Les projections cortico-thalamiques à destination des noyaux relais du thalamus sont issues des neurones pyramidaux des couches 5 et 6 (Bourassa et coll., 1995 ; Zhong et Deschenes, 1998 ; Mercer et coll., 2005 ; Zarrinpar et Callaway, 2006). Les neurones de la couche 6 vont envoyer des connexions topographiques réciproques à celles reçues par le cortex où ils sont localisés, avec une projection collatérale allant au nRT (Liu et Jones, 1999). Les pyramides de la couche 5 envoient eux des projections vers d’autres types de noyaux en plus des noyaux relais et c’est une collatérale qui vient exciter les neurones des noyaux relais (Bourassa et coll., 1995).

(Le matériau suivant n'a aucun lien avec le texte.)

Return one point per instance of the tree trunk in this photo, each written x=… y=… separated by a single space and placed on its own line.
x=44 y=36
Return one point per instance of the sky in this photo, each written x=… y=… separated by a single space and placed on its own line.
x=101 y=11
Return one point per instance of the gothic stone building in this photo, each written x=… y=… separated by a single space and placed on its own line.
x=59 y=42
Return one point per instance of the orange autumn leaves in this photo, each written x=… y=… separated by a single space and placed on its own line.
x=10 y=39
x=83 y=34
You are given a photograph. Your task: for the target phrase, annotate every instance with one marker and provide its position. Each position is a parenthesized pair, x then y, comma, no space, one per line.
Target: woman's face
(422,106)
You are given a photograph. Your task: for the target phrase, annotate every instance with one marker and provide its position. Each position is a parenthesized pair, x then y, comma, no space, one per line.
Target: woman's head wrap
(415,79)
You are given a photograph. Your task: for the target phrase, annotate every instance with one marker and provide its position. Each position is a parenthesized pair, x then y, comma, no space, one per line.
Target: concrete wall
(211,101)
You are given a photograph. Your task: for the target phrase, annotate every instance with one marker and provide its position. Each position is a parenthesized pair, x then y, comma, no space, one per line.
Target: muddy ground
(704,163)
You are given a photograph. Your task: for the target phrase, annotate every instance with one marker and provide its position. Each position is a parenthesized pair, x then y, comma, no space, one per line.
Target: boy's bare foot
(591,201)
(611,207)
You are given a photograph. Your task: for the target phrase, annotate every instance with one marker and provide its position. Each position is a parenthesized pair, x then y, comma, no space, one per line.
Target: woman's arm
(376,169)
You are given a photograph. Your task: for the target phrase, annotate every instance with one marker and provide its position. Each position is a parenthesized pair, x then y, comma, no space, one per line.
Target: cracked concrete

Il est important de préciser que les synapses venant des projections de la couche 6 corticale vers le nRT représente 70 % des synapses pour le nRT (Liu et Jones, 1999). Cela traduit la force avec laquelle les différents cortex vont exciter le noyau inhibiteur du thalamus afin de moduler les autres noyaux dont les noyaux relais. Il convient de mentionner également les projections des neurones ayant des neurotransmetteurs modulateurs (dopamine, acétylcholine, adrénaline, noradrénaline sérotonine et adénosine) qui vont venir affecter le potentiel membranaire de nombreux neurones dont les neurones thalamiques (McCormick, 1992). Les neurones qui ont ce type de neurotransmetteurs sont organisés sous forme de noyaux et projettent vers toutes les différentes structures cérébrales avec une importance toute particulière vers le cortex et le thalamus.